Hermann Muller, another Nobel Prize winner, is one of many scientists who would not have been okay with that. In a 1964 study, “Radiation and Heredity” [6], Mueller clearly spelled out the genetic damage of ionizing radiation on humans. He predicted the gradual reduction of the survival of the human species as exposure to ionizing radiation steadily increased. Indeed, sperm counts, sperm viability and fertility rates worldwide have been dropping for decades.

 

These scientists and their warnings have never been refuted, but they are still widely ignored. Their message is very clear - virtually every human on earth carries with them the nuclear legacy, a genetic footprint contaminated by the cold war, Three Mile Island, Chernobyl, the 400-plus nuclear power plants that have not melted down and, now, Fukushima.
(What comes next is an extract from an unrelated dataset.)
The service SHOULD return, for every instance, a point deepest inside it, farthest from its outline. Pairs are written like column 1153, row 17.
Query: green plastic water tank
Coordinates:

The risk to the future of humanity is unparalleled and so tragically unnecessary.

 

 

1] McMillan, Priscilla. “The Ruin of J. Robert Oppenheimer and the Birth of the Modern Arms Race.” Penguin Books, March 2006.

 

2] Gofman J. “Radiation Consequences from Chernobyl and Comparable Exposures: Heritable, In-Utero, Cancer, and Thyroid Health Effects,” 1994.

 

3] Whelan E, Occupational and Environmental Medicine, November 2003, vol 60, pp 805-806. Rafnsson V., Occupational and Environmental Medicine, November 2003, vol 60, pp 807-809. Linnersjo A., Occupational and Environmental Medicine, November 2003, vol 60, pp 810-814. Rafnsson V., Occupational and Environmental Medicine, November 2003, vol 60, pp 815-820. Vilhjalmur Rafnsson, MD, PhD, professor of preventive medicine, the University of Iceland, Reykjavic, Iceland. Anette Linnersjo, MSc, statistician, department of Epidemiology, Stockholm Center of Public Health, Stockholm, Sweden.

 

4] http://www.calisafe.org/_disc1/00000090.htm

 

5] Hanson WC, Whicker FW, Dahl AH. “Iodine-131 in the thyroids of North American deer and caribou: comparison after nuclear tests.” Science. 1963 May 17;140:801-2.

 

6] Muller HJ. “Radiation and Heredity.” Am J Public Health Nations Health. 1964 Jan;54:SUPPL42-50.